Rose Daily is a current graduate student at Michigan Technological University pursuing a PhD in environmental engineering. Her research interests include water treatment in both developed and developing countries, nature-based engineering solutions, and community sustainability education. In the fall of 2021, Rose moved to Monteverde, Costa Rica to complete a 1-year research affiliation position with Monteverde Institute. On MTU’s campus, Rose is known for co-founding the Sustainability Demonstration House and leading the project for the first 5 years of its life. She earned her BS and MS in environmental engineering through Michigan Tech in 2018 and 2022, respectively. Rose is funded by the National Science Foundation Graduate Research Fellowship Program (NSF GRFP). In her free time, Rose enjoys working on community sustainability initiatives, hiking, gardening, and traveling.
Michelle Bollini, MS Student, Environmental Engineering, Michigan Tech
A Kinetic Bioaccumulation Model for a Mining Impacted Aquatic Ecosystem
The Keweenaw area continues to be influenced by the copper mining activities that occurred close to 100 years ago. This project is focused on Torch Lake, an aquatic ecosystem that was heavily impacted from mining waste disposal. The watershed has been impaired by mine discharge and tailings, smelter and smokestack plumes, and poor waste disposal practices. Some of these activities caused contamination with persistent organic pollutants (POPs) such as polychlorinated biphenyl compounds (PCBs). POPs are characterized as undergoing long-range transport, being resistant to metabolic transformations, bioaccumulating and biomagnifying in ecosystems, and having negative impacts on human and ecosystem health. The lake is listed as a Great Lakes Area of Concern as high concentrations of PCBs and mercury result in restrictions on fish consumption and represent a beneficial use impairment. In this research, a kinetic bioaccumulation model was developed using MATLAB to estimate steady state concentrations in each trophic level of the Torch Lake food chain. The model predicted concentrations agree with the steady-state model, AQUAWEB, and with concentrations measured in walleye, a top predator fish in Torch Lake. The model can predict the time required for recovery of the ecosystem following remediation actions such as removal of local sources of PCBs to the lake. The mechanistic model is helpful for predicting a useful schedule for water quality testing and for examining the diversity of ecosystem responses to perturbations and remediation efforts.

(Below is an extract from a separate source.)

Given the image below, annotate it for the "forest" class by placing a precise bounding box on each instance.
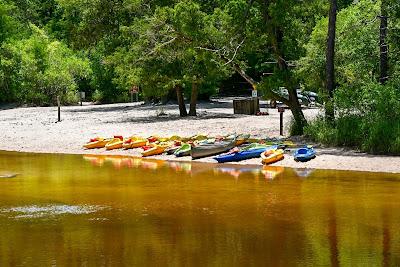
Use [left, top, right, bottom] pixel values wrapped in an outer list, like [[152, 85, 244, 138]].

Michelle Bollini is pursuing an environmental engineering master’s degree after completing her undergraduate degree at Michigan Technological University. She became a team member of the Tribal Landscape System (TLS) project during her summer research at Michigan Tech. That opportunity sparked her interest in minimizing contaminant risk and protecting human-environment relationships in local communities. She’s also a member of the cross country/ track team and in her free time enjoys exploring the outdoors.